Biz, her şeyin ama her şeyin göbeğinde olduğunu düşündüğümüz Fransa ve İsviçre’nin hemen yamacında bu hislerle harman olurken, esasında Dünya Kupası özelinde kazın ayağının pek öyle olmadığını da unutuyoruz: Dünya Kupası Brezilya’da düzenleniyor ve bu kez birkaç haftalığına da olsa “Fransızlar” ve “İsviçreliler”, “göçmen” kuşlar gibi denizleri aşıyorlar. “Çok uzakta” olduklarını düşündüğümüz Ekvador ve Honduras ise belki de düşündüğümüzden daha yakın bir yerde, bizlere gülümseyerek bakıyor. İsviçre, “1 Milyon Müslüman” uyarıları yaparken, ülkeye [özellikle de müslüman] göçmen girişini sınırlayan yasaları birer birer geçirirken, benim başörtülü bacılarım inançları yüzünden okullarından ayrı bırakılırken (pardon, istemeden oldu!); Honduras’ın, Filistin’i bağımsız bir devlet olarak tanıdığını biliyor muydunuz? Ya da Wikileaks kahramanı Julian Assange’ın 19 Ağustos 2012 tarihinden bu yana Ekvador’un Londra’daki büyükelçiliğinde kaldığını kaç kişi bir anda hatırlayabiliyor? Ekvador Devlet Başkanı Rafael Correa Delgado hem İngiltere’ye hem de Assange’ın peşindeki İsveç’e ve tabii ABD’ye sert mesajlar gönderirken, esasında öyle çok da “her şeyin göbeğinden çok uzakta” bir görüntü sergilemiyor. (Delgado sürekli olarak, ‘İngiltere’nin insan haklarını çiğnediğini, Assange’ın büyükelçiliklerinde 30 yıl kalması gerekirse 30 yıl kalacağını’ tekrarlayıp duruyor. SAĞLAM İRADE!)
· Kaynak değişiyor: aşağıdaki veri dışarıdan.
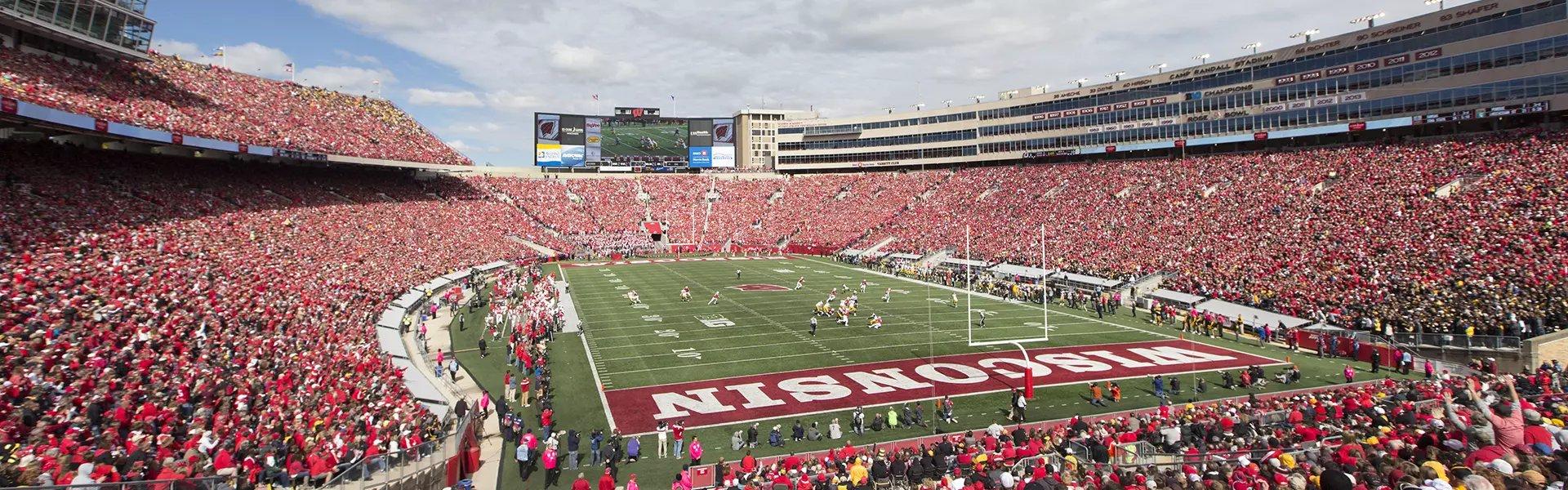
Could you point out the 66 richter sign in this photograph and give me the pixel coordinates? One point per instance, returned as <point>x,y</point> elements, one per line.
<point>725,401</point>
Tüm bunlardan sonra, yine Cezayir asıllı bir edebiyat kahramanı Albert Camus’dan ödünç alarak diyebilirim ki; bu grupta kimin “yabancı” olduğu belli değil –işte melankoli de buradan kaynaklanıyor. “Eski Kıta’nın Göbeği vs. Amerika Kıtasının Göbeği” şeklinde, Atlas Okyanusu’nun da yardımıyla ikişerli gruplara ayrılan dörtlü, birbirlerinden çok farklı mecralarda, nice şekillerde ayrılıyor –mesafeler, coğrafi koşullar yetmezmiş gibi. Futbol sevgisiyle dolup taşan dedem, neredeyse her maçta farklı bir takım tutardı, çünkü neredeyse her maçın farklı bir kaybedeni olurdu. İşte tam da o hesapla; “gönüllerin şampiyonu” payesinin öncelikli sahipleri Ekvador ve Honduras’ın karşısında, çelişkileriyle bin bir kafa karışıklığının üstesinden gelmeye çalışan Fransa ve İsviçre’nin de en az onlar kadar bu payede iddiaları var –günümüzün yeni gerçekliğinde.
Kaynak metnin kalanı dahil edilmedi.